Too often, “self-denial” becomes a misguided and harmful attempt to cut off desire. Then our asceticism becomes shame-driven, as we punish ourselves in a sense of unworthiness. We begin depriving ourselves of things that are authentic human needs: rest, play, joy, delight, or deeply meaningful work. By contrast, I think of Francis of Assisi. His heart overflowed with those blessings, without clinging to any of them. His radical poverty and his freely embraced celibacy, far from cutting off desire, opened him to be a man full of delight, in a fruitful way of life that has allured millions over the centuries.
Authentic asceticism is about a deeper claiming of our God-given desire. It leads to more delight, not less! We deny ourselves certain things so that we can get incredibly excited (aroused!) about greater things. Yes, Jesus speaks of “cutting off” or “ripping out” (Matthew 5:29-30).

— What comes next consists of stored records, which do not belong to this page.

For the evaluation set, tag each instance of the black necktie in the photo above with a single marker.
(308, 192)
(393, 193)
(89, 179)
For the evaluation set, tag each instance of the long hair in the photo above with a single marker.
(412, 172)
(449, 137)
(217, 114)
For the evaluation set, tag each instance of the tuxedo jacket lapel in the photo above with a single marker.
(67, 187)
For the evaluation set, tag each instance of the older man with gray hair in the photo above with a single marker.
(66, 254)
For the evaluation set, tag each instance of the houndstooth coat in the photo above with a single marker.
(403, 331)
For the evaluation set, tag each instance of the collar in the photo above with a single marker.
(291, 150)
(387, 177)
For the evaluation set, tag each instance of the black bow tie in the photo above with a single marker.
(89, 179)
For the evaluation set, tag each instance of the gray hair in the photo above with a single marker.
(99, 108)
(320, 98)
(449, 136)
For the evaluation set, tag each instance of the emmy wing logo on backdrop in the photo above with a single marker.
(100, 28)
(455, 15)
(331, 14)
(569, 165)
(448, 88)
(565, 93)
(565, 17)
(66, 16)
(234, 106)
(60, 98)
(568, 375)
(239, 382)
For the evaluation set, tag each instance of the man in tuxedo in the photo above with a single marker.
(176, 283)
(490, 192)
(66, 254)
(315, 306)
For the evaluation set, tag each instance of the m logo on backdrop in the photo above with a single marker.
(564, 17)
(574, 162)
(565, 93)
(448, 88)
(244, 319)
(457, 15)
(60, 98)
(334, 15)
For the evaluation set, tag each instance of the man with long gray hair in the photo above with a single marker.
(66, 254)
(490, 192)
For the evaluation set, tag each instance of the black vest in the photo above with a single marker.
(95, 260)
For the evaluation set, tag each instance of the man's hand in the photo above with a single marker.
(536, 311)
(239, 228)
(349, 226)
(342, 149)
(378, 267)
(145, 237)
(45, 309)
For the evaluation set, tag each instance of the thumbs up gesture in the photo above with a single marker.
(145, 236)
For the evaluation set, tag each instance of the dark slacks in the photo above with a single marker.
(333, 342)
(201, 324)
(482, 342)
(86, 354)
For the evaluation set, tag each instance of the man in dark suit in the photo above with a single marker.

But he also warns us that it does no good to drive one demon out of the house and have seven new ones take its place (Matthew 12:43-45). Self-denial is always for the sake of bigger desire.
We are created for desire, for arousal, and for union – to experience intense delight as we receive and give love. Sexual union between husband and wife is meant to be a ritual act of worship that points as a sign to heaven itself – which is going to be a wedding feast! Godly celibacy is also fueled by eros. It is described by Jesus as a gift “for the sake of the Kingdom” precisely because it, too, is a passionate giving and receiving of love that reminds us of the heavenly wedding feast. That heavenly union is so “real” that all earthly marriages will fade away in its sight (cMatthew 22:29-30).
Yes, discipline and discipleship go together – but not for the sake of punishing or eliminating our God-given desire. The problem is not that we desire too much, but that we desire too little. Actually, desire is always there, sometimes buried deeply or tangled up among so many diversions or distractions – but every ready to be stoked into flame. Our fallen tendency is to resist going into the depths of our desire, which is where we find the virtue of Hope – the virtue of Good Friday and Holy Saturday, awaiting the Resurrection. To desire and not yet possess, to seek the beloved and not yet find him – this can be agony indeed. It is far easier to plunge into austere penances or indulgent pleasures than to abide in a holy longing. Holy longings can really hurt sometimes.
God knows how hard it is to grow in Hope. He does not unduly push or pressure us. Catholic mystics over the centuries have been enamored with the Song of Songs, that book of the Bible consisting of erotic love poetry, in which the beloved desperately seeks her lover in the dark, agonizing until she finds him. The author acknowledges the intensity of this pursuit: “I adjure you, Daughters of Jerusalem, do not awaken or arouse love until it is ready!” (Song of Songs 8:4).
Is your love of Christ ready to be awakened and aroused this Lent?